Yesterday our views of the striped hyena in Velavadar were brief and some of my clients did not see it. Our views of the three wolves, in the crushing, distorting heat of the Gujarati afternoon, were very distant. In the crisp cool light of this morning we saw both species beautifully.
Having left the hyena cubs in their den last night, this morning we went to them as soon as the park gates opened at seven. It seemed at first as though they had already gone to earth for the day, but soon a pair of great ears twitched above the light grasses and one cub, an exquisite faded gold with soft charcoal stripes, padded home. Soon it was joined by another and my three jeeps watched in silence as these two young animals raised their blunt big noses at the coming day and took to their den.

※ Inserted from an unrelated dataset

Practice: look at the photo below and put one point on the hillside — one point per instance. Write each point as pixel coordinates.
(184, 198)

The rest of the morning we spent with wolves. The first was seen not far from the track, in the edge of a patch of thornscrub on which greater spotted eagles perched and through which crows flapped. Inside it seemed was a kill. Long-legged and lean, this wolf moved through the front of the scrub and inside, seen and unseen between and behind acacias.
Then it was lost and, sadly, a feral dog came to the kill, so we left. But, stopping at a tower to scan the grass, one of my clients found a second wolf, distant but coming closer. Across the plain and over a short-grass fireline we saw it pass: big tan ears and brindled flanks and a gait that looked easy, lazy even, but which covered ground with deceptive speed. Frightening speed if you are the wolf's prey.

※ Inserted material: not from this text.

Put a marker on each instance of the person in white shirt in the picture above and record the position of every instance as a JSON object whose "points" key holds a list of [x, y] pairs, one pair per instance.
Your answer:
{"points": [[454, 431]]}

This wolf left the park in the distance. Amazingly the first reappeared, visiting a waterhole to our left; we had unwittingly disturbed its course to another waterhole in the early morning. Behind the bank it drank, then emerged to follow the same path as the first, languidly crossing the fireline and the park's grass before us.
Just ten days ago I was watching wild dogs in Kanha, bright sparks of canid energy, always alert, always on the move. The wolf's mien is quite different. Its energy is latent. There is spring in its gait but no hurry. There is attention in its gaze but no fuss. Focus and relaxation in one beauteous, plains-treading animal.
We saw much more in Velavadar this morning, We will be there again this afternoon, with chestnut-bellied sandgrouse coming to the waterholes and wild boar bashing through the small trees. With Montagu's harriers, wolf-like in their ease of movement, over the plains, and larks - ashy-crowned sparrow-lark, crested, greater short-toed, rufous-tailed - filling the afternoon's heat with the purr of their wings and the chime and chatter of their throats. We may perhaps see again the naar, the wolf, the jarakh, the hyena, or any other of the secrets of this wild place of dust and sun and heat and grass and smiles.